Energy, exergy, emission, exergoeconomic, enviroeconomic, and sustainability analysis of diesel engine, fueled by waste cooking oil and waste polyethylene co-pyrolysis oil-diesel blends

Abstract

This study aims to evaluate the energy, exergy, emission, exergoeconomic, enviroeconomic, and sustainability aspects of a diesel engine utilizing blends of Diesel and co-pyrolysis oil. In this study, oil derived from co-pyrolysis of waste cooking oil and waste polyethylene was blended with Diesel up to 30% proportion. These blends exhibited similar physiochemical properties as regular diesel fuel. Among the blends, D90P10 (90% diesel and 10% co-pyrolysis oil by vol%) showed exceptional performance in terms of sustainability, with a sustainability index value of 1.43. Furthermore, the D90P10 blend achieved the highest energy efficiency at 33.6% and exergy efficiency at 30.3% compared to regular diesel fuel.

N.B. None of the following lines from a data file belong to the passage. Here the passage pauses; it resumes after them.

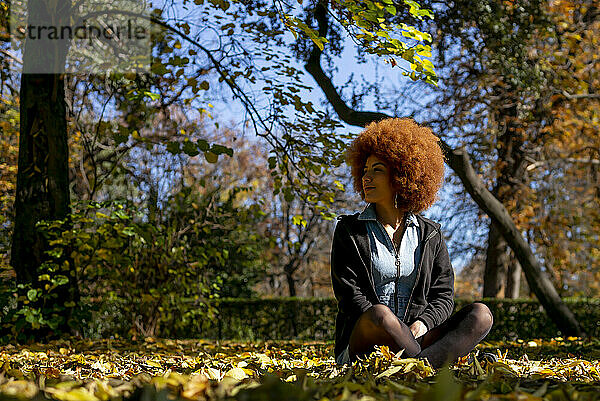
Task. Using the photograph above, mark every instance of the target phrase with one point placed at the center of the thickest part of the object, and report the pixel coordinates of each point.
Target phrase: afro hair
(412, 154)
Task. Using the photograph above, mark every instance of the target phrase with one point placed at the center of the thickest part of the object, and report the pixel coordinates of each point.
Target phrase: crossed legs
(454, 338)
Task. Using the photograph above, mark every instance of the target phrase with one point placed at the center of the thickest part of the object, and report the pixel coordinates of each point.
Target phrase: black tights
(454, 338)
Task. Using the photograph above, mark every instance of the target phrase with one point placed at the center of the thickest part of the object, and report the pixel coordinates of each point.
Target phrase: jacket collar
(368, 213)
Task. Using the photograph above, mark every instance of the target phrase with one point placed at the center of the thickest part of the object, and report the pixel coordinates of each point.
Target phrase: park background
(199, 198)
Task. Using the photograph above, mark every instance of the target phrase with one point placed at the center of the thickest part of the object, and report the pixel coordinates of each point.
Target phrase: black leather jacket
(432, 297)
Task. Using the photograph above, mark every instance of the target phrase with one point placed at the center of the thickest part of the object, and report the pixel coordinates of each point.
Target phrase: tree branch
(460, 163)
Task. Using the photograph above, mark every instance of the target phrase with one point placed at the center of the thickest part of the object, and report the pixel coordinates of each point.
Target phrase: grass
(163, 369)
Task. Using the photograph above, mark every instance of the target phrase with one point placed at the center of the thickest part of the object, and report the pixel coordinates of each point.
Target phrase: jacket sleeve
(345, 261)
(440, 297)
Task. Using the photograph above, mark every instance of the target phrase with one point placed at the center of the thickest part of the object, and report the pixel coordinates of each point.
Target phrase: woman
(390, 267)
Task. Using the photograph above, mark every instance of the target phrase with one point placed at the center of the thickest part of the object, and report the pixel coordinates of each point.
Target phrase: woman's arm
(440, 297)
(345, 265)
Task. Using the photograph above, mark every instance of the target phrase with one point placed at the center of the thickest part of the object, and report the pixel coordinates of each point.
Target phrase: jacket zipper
(418, 274)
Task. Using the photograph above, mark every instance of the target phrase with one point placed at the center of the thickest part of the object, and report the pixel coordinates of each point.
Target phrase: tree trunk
(513, 280)
(496, 261)
(42, 191)
(291, 283)
(460, 162)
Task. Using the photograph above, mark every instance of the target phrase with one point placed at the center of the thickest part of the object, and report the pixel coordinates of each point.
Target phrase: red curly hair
(412, 154)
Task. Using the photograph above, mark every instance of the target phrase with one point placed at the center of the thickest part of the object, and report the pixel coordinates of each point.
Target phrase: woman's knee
(381, 316)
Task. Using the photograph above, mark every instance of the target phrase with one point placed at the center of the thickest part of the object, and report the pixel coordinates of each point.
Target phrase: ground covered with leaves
(157, 369)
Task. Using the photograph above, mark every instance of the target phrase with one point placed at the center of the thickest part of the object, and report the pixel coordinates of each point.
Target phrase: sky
(226, 111)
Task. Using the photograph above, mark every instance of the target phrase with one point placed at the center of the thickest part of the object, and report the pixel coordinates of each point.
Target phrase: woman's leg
(379, 326)
(457, 336)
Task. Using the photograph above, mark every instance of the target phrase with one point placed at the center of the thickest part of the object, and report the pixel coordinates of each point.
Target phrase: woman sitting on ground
(390, 267)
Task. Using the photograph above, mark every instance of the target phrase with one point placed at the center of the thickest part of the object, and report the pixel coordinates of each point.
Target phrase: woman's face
(376, 181)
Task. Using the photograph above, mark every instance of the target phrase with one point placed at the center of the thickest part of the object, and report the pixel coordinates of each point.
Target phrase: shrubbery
(133, 272)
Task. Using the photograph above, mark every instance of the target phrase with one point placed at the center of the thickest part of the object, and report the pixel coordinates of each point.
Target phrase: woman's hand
(418, 328)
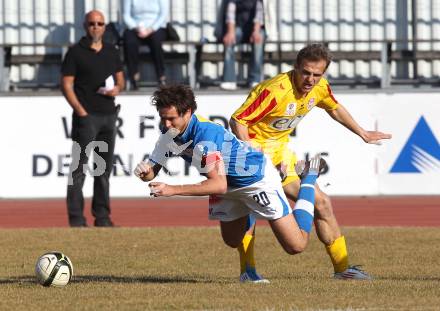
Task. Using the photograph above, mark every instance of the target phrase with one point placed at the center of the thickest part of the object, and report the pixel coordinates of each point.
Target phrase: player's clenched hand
(375, 137)
(160, 189)
(142, 170)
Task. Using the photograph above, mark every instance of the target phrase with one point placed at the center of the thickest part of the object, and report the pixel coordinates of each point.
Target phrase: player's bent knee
(296, 248)
(232, 242)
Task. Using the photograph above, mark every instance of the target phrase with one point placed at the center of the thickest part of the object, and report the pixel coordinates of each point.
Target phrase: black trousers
(95, 133)
(131, 51)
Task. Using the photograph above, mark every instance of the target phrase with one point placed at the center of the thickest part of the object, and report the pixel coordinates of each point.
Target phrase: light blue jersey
(203, 142)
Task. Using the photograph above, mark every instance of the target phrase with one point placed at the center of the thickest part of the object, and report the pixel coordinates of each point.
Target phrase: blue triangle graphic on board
(421, 152)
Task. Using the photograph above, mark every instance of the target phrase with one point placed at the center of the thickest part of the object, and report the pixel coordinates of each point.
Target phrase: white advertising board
(36, 145)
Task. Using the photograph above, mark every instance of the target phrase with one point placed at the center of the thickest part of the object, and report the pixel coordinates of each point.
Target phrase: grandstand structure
(376, 43)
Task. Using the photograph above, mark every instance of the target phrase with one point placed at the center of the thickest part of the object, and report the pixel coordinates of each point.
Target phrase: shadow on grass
(138, 279)
(29, 279)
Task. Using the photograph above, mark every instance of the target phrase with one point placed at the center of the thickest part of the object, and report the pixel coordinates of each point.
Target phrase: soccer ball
(54, 269)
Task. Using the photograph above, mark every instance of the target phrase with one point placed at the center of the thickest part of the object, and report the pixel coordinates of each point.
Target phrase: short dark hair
(314, 52)
(177, 95)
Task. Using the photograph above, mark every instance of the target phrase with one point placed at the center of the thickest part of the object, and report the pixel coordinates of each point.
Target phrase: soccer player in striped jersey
(240, 180)
(270, 113)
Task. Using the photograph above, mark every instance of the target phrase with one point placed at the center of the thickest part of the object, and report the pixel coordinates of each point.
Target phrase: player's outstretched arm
(344, 117)
(147, 171)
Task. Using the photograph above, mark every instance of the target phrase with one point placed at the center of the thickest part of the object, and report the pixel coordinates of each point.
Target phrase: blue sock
(305, 206)
(251, 221)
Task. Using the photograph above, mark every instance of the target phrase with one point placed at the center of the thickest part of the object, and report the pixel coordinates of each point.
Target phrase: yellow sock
(246, 251)
(338, 254)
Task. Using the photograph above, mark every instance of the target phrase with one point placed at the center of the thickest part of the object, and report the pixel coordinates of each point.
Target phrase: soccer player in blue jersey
(240, 180)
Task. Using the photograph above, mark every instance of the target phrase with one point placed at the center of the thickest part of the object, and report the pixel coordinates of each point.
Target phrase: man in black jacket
(92, 75)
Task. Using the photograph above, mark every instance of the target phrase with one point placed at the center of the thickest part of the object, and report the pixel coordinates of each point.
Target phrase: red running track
(350, 211)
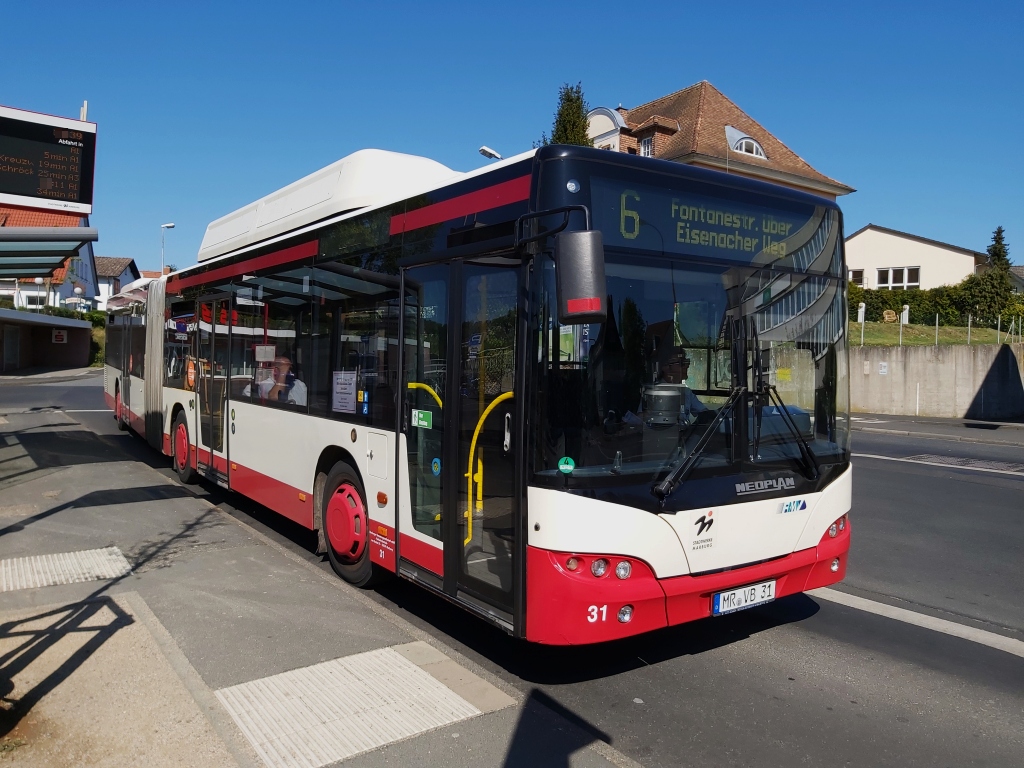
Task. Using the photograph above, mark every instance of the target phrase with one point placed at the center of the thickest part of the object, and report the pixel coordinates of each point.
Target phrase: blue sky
(205, 107)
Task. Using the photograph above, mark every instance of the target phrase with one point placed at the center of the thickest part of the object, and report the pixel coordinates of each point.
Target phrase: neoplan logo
(764, 486)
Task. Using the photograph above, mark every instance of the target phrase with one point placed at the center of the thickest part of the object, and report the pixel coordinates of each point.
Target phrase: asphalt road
(802, 680)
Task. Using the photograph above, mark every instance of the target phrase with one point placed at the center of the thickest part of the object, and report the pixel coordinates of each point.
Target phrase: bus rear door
(211, 387)
(464, 508)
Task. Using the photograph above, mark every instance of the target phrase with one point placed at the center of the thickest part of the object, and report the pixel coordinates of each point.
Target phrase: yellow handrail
(430, 389)
(469, 473)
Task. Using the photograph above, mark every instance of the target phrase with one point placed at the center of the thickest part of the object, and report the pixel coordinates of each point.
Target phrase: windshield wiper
(674, 479)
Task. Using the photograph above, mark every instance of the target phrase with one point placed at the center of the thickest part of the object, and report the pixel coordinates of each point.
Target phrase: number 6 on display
(626, 214)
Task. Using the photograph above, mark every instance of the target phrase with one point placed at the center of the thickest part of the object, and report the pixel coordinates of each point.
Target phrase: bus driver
(284, 386)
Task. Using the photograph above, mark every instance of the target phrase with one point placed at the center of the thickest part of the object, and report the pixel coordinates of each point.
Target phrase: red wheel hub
(346, 522)
(181, 446)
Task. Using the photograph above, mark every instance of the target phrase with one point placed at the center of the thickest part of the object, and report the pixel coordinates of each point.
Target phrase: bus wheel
(119, 409)
(181, 451)
(346, 519)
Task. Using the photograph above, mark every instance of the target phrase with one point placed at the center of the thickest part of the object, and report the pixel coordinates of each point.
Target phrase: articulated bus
(582, 394)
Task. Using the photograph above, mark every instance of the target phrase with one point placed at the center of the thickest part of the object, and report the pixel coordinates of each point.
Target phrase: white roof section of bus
(364, 179)
(392, 188)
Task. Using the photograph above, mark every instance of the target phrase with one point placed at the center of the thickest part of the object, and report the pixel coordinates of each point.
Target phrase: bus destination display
(663, 219)
(46, 162)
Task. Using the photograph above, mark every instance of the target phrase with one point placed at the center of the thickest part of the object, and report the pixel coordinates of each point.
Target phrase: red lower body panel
(566, 607)
(431, 558)
(282, 498)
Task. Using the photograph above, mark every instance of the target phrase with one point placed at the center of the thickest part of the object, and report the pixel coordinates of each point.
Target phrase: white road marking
(999, 642)
(329, 712)
(956, 461)
(947, 465)
(65, 567)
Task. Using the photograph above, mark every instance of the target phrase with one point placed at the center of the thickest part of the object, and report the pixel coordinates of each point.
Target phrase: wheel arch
(329, 457)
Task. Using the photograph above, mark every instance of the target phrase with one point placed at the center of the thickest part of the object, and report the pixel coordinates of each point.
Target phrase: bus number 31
(594, 610)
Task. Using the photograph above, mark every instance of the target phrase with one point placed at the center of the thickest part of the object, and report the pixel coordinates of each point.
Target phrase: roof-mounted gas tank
(365, 178)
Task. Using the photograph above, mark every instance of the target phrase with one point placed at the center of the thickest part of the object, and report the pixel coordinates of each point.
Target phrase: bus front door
(461, 329)
(211, 388)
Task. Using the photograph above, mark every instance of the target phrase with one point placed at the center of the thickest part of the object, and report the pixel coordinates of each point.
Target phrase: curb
(937, 436)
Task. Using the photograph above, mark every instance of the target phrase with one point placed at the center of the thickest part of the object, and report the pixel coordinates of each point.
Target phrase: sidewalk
(47, 375)
(963, 430)
(140, 625)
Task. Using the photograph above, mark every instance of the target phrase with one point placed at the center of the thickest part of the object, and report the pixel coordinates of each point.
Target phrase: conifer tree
(998, 252)
(570, 119)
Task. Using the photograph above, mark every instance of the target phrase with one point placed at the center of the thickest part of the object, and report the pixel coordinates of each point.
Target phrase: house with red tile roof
(701, 126)
(77, 270)
(113, 274)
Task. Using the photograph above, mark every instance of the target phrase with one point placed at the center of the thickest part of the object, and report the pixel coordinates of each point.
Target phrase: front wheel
(181, 451)
(347, 521)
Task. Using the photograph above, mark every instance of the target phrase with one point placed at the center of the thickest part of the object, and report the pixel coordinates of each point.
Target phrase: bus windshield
(627, 401)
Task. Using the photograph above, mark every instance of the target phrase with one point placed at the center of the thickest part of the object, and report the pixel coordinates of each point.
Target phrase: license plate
(742, 597)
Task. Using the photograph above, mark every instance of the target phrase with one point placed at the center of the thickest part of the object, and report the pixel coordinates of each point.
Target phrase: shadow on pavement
(103, 499)
(60, 623)
(43, 632)
(1001, 393)
(536, 742)
(558, 666)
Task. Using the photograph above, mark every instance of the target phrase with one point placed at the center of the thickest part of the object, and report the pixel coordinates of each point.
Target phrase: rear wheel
(181, 451)
(347, 521)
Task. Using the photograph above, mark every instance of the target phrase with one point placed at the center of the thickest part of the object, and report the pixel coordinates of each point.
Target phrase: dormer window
(749, 146)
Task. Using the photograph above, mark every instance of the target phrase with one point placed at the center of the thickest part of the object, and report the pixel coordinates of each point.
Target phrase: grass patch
(887, 335)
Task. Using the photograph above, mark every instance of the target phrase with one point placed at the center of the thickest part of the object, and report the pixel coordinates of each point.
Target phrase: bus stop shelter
(33, 339)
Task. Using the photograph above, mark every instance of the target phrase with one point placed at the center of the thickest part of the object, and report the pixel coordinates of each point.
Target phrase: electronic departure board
(46, 162)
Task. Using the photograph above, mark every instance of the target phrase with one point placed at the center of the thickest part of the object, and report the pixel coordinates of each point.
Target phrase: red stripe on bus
(279, 496)
(482, 200)
(219, 462)
(301, 251)
(421, 553)
(593, 304)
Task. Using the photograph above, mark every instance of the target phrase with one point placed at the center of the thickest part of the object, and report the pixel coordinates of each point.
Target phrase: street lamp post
(163, 230)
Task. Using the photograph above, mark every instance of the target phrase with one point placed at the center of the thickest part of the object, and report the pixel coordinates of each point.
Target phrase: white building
(887, 259)
(113, 274)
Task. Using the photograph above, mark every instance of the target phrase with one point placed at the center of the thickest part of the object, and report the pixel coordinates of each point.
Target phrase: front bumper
(574, 607)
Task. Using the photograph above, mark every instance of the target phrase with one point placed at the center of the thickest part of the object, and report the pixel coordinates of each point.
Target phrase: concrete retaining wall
(982, 381)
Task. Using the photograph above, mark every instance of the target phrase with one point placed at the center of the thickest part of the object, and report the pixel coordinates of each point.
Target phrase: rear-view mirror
(580, 278)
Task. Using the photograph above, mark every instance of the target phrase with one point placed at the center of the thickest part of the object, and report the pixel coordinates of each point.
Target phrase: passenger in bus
(283, 387)
(676, 371)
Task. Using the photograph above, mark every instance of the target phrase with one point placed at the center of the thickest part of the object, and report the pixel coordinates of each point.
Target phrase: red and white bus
(583, 394)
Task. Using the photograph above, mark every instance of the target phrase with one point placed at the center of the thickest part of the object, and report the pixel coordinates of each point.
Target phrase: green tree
(998, 251)
(570, 119)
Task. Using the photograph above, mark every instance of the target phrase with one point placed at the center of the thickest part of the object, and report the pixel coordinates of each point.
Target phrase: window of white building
(749, 146)
(899, 278)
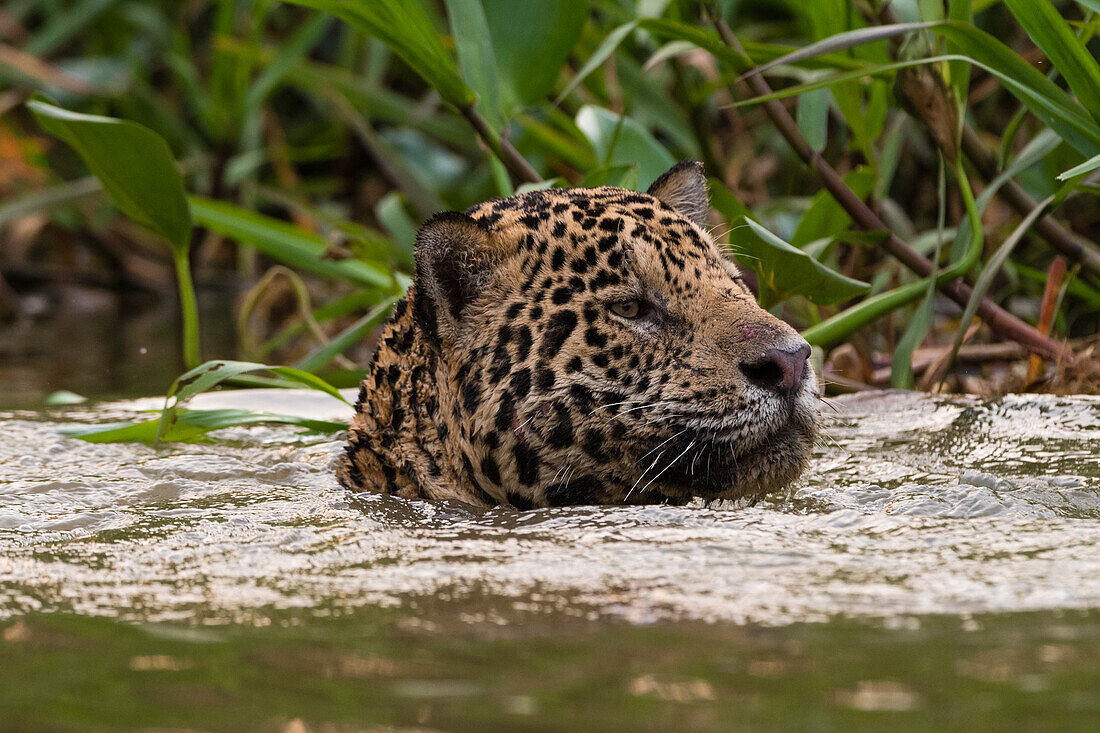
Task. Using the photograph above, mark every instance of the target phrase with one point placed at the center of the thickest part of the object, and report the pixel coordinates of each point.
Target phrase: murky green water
(939, 567)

However, it was noted that D90P10 also exhibited a maximum increase of 25.6% in NOX emissions at fuel injection timing of 25° bTDC. Overall, all the blends displayed improved efficiencies, higher sustainability index values, and lower relative costs compared to using neat diesel fuel with a penalty of higher cost of CO2. Among the tested blends, the D70P30 blend had the minimum cost of CO2, making it a promising and viable alternative to blend. In conclusion, the research suggests that the D70P30 (70% diesel and 30% co-pyrolysis oil by vol%) blend offers a compelling option to be utilized as a blended fuel with diesel, considering its favorable efficiency, sustainability, and cost factors.